Art Exhibitions During Coronavirus: A Virtual Reality

Art Installation Runko by Eliisa Loukola

Graduating Fine Art students from the Academy Minerva in Groningen have been forced to make their exhibition a digital experience due to coronavirus restrictions in the Netherlands. 

The Green Lights 2021 exhibition opened digitally on 31 January, on an online platform created by the artists in collaboration with a team of design students. 

“We were very much in the hopes of having a physical exhibition, but from the get go we were preparing for the possibility of not being able to have one,” said Eliisa Loukola, one of the students in the graduating class of 2021.

Galleries and exhibition spaces in the Netherlands have been closed to the public since 19 November 2020. Ordinarily, the Green Lights exhibition would be hosted in the city of Groningen and would be open to the public, but this year it is only the students and their teachers who will be able to visit the physical exhibition space.
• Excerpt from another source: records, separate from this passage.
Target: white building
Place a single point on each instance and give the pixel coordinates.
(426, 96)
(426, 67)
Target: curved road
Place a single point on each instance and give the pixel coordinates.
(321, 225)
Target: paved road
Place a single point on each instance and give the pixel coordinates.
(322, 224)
Virtual tours of the exhibition and the supporting performances and workshops are all being held online. 

“Building it up gave us a rare possibility in these times to see our works in an exhibition and go through the process of curating a show,” said Loukola, although unfortunately it will only be made available to virtual visitors through an online walkthrough

Restrictions due to the spread of the coronavirus pandemic have impacted arts and cultural industries across the globe, with galleries and museums closed in many countries for several months. Several prominent cultural institutions, including New York’s Metropolitan Museum of Art and London’s Tate Modern, created virtual walking tours of their exhibits, to provide patrons with the ability to explore art in the comfort and safety of their homes.
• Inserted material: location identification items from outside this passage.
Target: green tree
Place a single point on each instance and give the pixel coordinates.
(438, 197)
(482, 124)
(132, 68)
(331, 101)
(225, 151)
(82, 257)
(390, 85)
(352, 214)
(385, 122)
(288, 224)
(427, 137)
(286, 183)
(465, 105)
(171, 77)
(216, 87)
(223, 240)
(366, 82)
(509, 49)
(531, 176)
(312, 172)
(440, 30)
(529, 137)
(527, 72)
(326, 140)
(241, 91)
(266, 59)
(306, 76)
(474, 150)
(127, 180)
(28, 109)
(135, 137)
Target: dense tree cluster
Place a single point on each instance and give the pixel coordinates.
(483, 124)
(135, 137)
“It is very hard to recreate the specific atmosphere of an exhibition at home,” says Celine Burke, a student in Groningen who enjoys attending physical art exhibitions, but the ability to access these virtual exhibitions can also “lower the threshold for attending an event.” 
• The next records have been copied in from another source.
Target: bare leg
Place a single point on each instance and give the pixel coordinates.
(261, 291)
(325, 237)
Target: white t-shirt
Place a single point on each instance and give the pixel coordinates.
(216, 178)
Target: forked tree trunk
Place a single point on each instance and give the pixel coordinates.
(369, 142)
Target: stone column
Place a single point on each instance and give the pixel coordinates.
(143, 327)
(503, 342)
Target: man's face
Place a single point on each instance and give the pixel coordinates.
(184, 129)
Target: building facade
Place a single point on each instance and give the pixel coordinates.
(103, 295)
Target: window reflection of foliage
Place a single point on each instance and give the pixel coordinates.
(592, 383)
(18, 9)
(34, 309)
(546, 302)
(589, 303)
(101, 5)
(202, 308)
As countries across Europe and further afield continue to grapple with the second wave of the coronavirus, virtual museum and gallery tours are becoming an increasingly pivotal part of the cultural landscape. 

“Now that physical spaces are no longer the priority, the cultural sector is rushing to adapt events, exhibitions and experiences for an entirely digital-first audience,” said digital strategist JiaJia Fei in a 2020 interview with The Guardian. 

The Green Lights 2021 exhibition continues online until the 6 February.